Any number of streams can be created in a BeidouChain blockchain, and each stream acts as an independent append-only collection of items. Each item in a stream has the following characteristics:

  • One or more publishers who have digitally signed that item.
  • An optional key for convenient later retrieval.
  • Some data, which can range from a small piece of text to many megabytes of raw binary.
  • timestamp, which is taken from the header of the block in which the item is confirmed.

Behind the scenes, each item in a stream is represented by a blockchain transaction, but developers can read and write streams with no awareness of this underlying mechanism. (More advanced users can use raw transactions to write to multiple streams, issue or transfer assets and/or assign permissions in a single atomic transaction.)

Streams integrate with BeidouChain’s permissions system in a number of ways. First, streams can only be created by those who have permission to do so, in the same way that assets can only be issued by certain addresses. When a stream is created, it is open or closed. Open streams are writeable by anybody who has permission to send a blockchain transaction, while closed streams are restricted to a changeable list of permitted addresses. In the latter case, each stream has one or more administrators who can change those write permissions over time.

Each blockchain has an optional ‘root’ stream, which is defined in its parameters and exists from the moment the chain is created. This enables a blockchain to be used immediately for storing and retrieving data, without waiting for a stream to be explicitly created.

Confidentiality is the biggest challenge in a large number of blockchain use cases. This is because each node in a blockchain sees a full copy of the entire chain’s contents. Streams provide a natural way to support encrypted data on a blockchain, as follows:

  1. One stream is used by participants to distribute their public keys for any public-key cryptography scheme.
  2. A second stream is used to publish data, where each piece of data is encrypted using symmetric cryptography with a unique key.
  3. A third stream provides data access. For each participant who should see a piece of data, a stream entry is created which contains that data’s secret key, encrypted using that participant’s public key.

This provides an efficient way to archive data on a blockchain, while making it visible only to certain participants.

 

Retrieving from streams

The core value of streams is in indexing and retrieval. Each node can choose which streams to subscribe to, with the blockchain guaranteeing that all nodes which subscribe to a particular stream will see the same items within. (A node can also be configured to automatically subscribe to every new stream created.)

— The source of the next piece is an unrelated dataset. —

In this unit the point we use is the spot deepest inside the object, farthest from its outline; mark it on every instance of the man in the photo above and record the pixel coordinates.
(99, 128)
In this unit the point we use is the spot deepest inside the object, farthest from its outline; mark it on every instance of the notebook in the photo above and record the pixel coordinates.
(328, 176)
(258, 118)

If a node is subscribed to a stream, information can be retrieved from that stream in a number of ways:

  • Retrieving items from the stream in order.
  • Retrieving items with a particular key.
  • Retrieving items signed by a particular publisher.
  • Listing the keys used in a stream, with item counts for each key.
  • Listing the publishers in a stream, with item counts.

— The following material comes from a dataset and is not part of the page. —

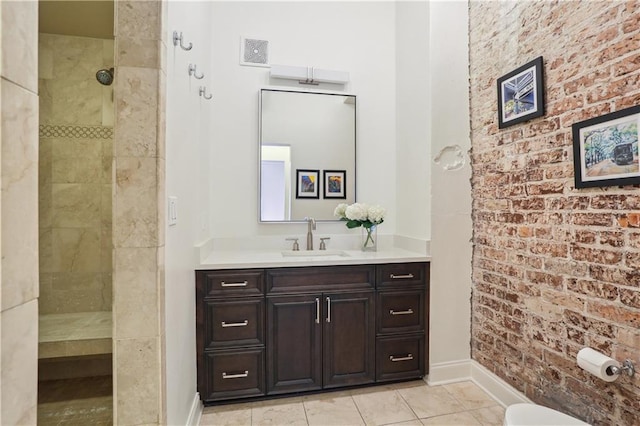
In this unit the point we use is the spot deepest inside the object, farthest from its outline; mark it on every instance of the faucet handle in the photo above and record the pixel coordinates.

As mentioned at the start, these methods of retrieval allow streams to be used for key-value databasestime series databases and identity-driven databases. All retrieval APIs offer start and count parameters, allowing subsections of long lists to be efficiently retrieved (like a LIMIT clause in SQL). Negative values for start allow the most recent items to be retrieved.

Streams can contain multiple items with the same key, and this naturally solves the tension between blockchain immutability and the need to update a database. Each effective database ‘entry’ should be assigned a unique key in your application, with each update to that entry represented by a new stream item with its key. BeidouChain’s stream retrieval APIs can then be used to: (a) retrieve the first or last version of a given entry, (b) retrieve a full version history for an entry, (c) retrieve information about multiple entries, including the first and last versions of each.

Note that because of a blockchain’s peer-to-peer architecture, items in a stream may arrive at different nodes in different orders, and BeidouChain allows items to be retrieved before they are ‘confirmed’ in a block. As a result, all retrieval APIs offer a choice between global (the default) or local ordering. Global ordering guarantees that, once the chain has reached consensus, all nodes receive the same responses from the same API calls. Local ordering guarantees that, for any particular node, the ordering of a stream’s items will never change between API calls. Each application can make the appropriate choice for its needs.